The Hutch Data Commonwealth will bring together data scientists, data analysts, and software engineers in  a novel cross-center organization to develop data resources and capabilities in collaboration with scientists from all Hutch Divisions. Visit our team site to learn more.

What new competencies and collaborations will the HDC help develop?

The HDC will bring data engineering, data integration, database development, natural language processing, machine learning, bioinformatics and medical informatics skills to Fred Hutch in a centralized infrastructure. Some of these competencies already exist at the center; the Hutch Data Commonwealth will expand our existing capabilities to provide a resource that will enable center investigators to develop new initiatives and compete for the many evolving opportunities in biomedical big data research.

What is the role of the steering committee?

The role of the steering committee is to ensure that the Hutch Data Commonwealth is closely connected with Fred Hutch investigators and serves the scientific mission of the center. We hope that the steering committee will be a source of ideas for new projects and initiatives that will help the HDC to evolve in a way that enhances the scope of scientific research conducted at Fred Hutch.

How is the HDC protecting people from whom this medical data comes from?

All data acquired by HDC will be fully compliant with all Fred Hutch IRB protocols and procedures including proper patient consenting procedures and confidentiality protection.

How will HDC encourage participation in this initiative?

HDC will provide funding for pilot projects and training opportunities for center faculty, staff and postdocs and students.

What kind of projects would HDC engage in?

Projects that acquire and leverage biomedical big data to provide answers to pressing questions in cancer research. Examples may include the deployment of tools for mobile health data collection, acquisition of medical record data in combination with patient-reported outcomes, or implementation of novel machine learning algorithms for integrative genomics analyses

Are there current similar projects at the Hutch?

Yes, here are some examples:

Hutch Integrated Data Repository and Archive (HIDRA) is a database that merges the thousands of medical records, databases and tissue inventories maintained by Cancer Consortium partners Fred Hutch, UW MedicineSeattle Children’s and Seattle Cancer Care Alliance into a single system.

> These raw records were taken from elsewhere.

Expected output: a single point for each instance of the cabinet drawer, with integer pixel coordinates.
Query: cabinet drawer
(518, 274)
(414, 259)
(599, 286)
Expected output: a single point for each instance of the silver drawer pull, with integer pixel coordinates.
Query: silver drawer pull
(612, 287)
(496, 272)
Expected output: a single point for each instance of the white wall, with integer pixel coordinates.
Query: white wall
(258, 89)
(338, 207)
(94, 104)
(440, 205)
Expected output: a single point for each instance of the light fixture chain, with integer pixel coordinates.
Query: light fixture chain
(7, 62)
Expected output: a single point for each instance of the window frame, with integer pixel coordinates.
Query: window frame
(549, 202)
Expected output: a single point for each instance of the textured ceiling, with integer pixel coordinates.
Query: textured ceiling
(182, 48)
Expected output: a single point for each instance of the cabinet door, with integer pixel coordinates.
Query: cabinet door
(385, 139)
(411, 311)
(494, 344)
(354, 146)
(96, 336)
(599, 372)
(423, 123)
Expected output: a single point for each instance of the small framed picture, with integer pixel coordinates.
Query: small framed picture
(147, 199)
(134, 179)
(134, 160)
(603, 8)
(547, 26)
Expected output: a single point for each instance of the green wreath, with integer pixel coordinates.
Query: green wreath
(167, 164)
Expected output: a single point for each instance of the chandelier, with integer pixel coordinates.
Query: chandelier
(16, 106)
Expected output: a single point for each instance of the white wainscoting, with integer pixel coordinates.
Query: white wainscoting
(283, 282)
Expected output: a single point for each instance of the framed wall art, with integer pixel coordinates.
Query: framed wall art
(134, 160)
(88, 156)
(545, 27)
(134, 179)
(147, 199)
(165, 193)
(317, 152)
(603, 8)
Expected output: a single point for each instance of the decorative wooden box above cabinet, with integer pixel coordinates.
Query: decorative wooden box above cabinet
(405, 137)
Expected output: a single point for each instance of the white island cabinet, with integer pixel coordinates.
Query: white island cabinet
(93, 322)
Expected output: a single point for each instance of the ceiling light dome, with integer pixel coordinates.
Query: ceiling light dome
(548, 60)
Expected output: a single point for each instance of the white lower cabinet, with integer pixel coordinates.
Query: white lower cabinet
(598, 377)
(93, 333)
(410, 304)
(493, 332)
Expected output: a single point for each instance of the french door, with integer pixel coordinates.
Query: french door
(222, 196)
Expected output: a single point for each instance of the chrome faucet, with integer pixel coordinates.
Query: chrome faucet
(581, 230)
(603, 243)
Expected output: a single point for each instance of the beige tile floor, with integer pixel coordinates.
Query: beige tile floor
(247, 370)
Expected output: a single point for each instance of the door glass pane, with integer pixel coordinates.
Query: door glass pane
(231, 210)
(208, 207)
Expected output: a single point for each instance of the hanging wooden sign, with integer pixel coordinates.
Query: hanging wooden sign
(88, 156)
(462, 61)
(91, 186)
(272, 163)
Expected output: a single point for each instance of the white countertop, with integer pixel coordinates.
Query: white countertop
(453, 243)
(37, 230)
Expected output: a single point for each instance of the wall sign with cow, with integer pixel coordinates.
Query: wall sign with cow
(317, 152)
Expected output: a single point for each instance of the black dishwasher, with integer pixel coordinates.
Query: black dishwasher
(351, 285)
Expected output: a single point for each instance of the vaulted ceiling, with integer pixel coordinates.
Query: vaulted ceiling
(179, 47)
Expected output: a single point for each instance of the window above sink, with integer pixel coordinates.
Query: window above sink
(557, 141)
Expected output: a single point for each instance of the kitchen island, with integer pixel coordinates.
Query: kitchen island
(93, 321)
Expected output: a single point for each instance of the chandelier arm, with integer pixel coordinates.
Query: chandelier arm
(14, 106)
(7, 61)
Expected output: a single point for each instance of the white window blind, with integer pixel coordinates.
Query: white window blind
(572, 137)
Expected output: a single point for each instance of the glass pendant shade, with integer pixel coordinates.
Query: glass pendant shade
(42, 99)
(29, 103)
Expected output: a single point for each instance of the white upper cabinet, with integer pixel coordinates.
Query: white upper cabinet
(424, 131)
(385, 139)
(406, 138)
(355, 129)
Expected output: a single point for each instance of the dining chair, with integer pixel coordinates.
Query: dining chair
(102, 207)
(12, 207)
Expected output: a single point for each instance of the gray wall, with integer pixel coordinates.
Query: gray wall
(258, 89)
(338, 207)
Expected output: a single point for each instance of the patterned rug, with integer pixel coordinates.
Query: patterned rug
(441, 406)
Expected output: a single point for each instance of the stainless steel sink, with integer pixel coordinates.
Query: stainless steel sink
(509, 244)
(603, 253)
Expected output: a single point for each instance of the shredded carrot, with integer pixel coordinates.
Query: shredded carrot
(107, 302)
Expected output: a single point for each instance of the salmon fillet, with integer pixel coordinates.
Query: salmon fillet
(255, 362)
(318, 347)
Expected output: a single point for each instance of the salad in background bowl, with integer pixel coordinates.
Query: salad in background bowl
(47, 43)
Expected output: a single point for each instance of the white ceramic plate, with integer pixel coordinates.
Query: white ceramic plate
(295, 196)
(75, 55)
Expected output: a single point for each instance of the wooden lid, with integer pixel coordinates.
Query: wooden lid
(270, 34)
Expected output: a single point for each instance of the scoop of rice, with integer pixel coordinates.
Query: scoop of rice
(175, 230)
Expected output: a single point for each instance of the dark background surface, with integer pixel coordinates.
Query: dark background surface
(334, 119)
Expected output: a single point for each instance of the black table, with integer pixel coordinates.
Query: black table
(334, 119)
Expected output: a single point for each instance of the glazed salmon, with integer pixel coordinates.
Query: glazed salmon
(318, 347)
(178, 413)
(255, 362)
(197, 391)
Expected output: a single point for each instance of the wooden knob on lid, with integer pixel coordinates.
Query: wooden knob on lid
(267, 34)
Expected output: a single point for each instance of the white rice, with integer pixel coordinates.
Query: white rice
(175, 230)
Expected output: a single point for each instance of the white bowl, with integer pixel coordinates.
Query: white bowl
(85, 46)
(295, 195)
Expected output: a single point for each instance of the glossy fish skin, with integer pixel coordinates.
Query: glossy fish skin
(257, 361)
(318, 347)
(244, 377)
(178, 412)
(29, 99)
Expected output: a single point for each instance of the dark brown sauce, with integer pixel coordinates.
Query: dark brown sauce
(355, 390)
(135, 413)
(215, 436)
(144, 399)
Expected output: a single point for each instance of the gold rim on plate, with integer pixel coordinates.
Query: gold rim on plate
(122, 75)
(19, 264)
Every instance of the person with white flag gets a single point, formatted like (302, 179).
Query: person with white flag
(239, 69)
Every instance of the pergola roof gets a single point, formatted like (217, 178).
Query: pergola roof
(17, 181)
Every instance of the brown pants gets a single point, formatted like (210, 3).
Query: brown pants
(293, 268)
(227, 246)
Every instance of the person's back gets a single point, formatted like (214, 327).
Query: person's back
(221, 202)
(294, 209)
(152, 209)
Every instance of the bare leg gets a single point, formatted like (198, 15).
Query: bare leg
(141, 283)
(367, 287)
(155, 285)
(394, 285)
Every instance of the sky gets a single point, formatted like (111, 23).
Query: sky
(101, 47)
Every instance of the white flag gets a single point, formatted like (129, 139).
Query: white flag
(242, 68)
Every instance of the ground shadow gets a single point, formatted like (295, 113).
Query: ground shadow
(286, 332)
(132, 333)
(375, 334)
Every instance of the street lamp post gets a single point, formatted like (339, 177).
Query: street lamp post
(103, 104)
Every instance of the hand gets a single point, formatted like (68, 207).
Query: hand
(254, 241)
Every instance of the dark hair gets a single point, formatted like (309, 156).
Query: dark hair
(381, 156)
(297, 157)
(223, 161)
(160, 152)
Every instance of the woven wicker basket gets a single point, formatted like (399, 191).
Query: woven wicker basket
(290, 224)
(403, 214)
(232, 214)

These records contain a wealth of medical information, from patient background and diagnoses to treatment responses, and will eventually contain tumor genetic and molecular data.

ImmuneSpace is the data repository and analysis platform of the Human Immunology Project Consortium (HIPC). The HIPC program, funded by the NIH, is a multi-center collaborative effort to characterize the status of the immune system in different populations under diverse stimulations and disease states. This ongoing effort has generated large amounts of varied high-throughput, high-dimensional biological data (flow cytometry, CyTOF, RNA-Seq, Luminex, among others). All data generated to date by HIPC, along with other selected datasets generated by other NIAID funded projects, have been made publicly available through ImmuneSpace and are ready to be explored using visualization and analysis tools built in ImmuneSpace.

HICOR IQ is a database of population-based cancer incidence and survival information and insurance claims data. HICOR IQ contains enrollment and claims from Premera Blue Cross and Regence that is securely provided to HICOR and linked to the Cancer Surveillance System to incorporate clinical outcomes data.

The Genetics and Epidemiology of Colorectal Cancer Consortium (GECCO) is a collaborative effort of researchers from North America, Australia, and Europe, using data from over 40,000 participants. The coordinating center for this international consortium is based at the Fred Hutchinson Cancer Research Center. GECCO aims to accelerate the discovery of colorectal cancer-related variants by replicating and characterizing Genome Wide Association Study (GWAS) findings, conducting a large-scale meta-analysis of existing and newly generated GWAS data, and investigating how genetic variants are modified by environmental risk factors.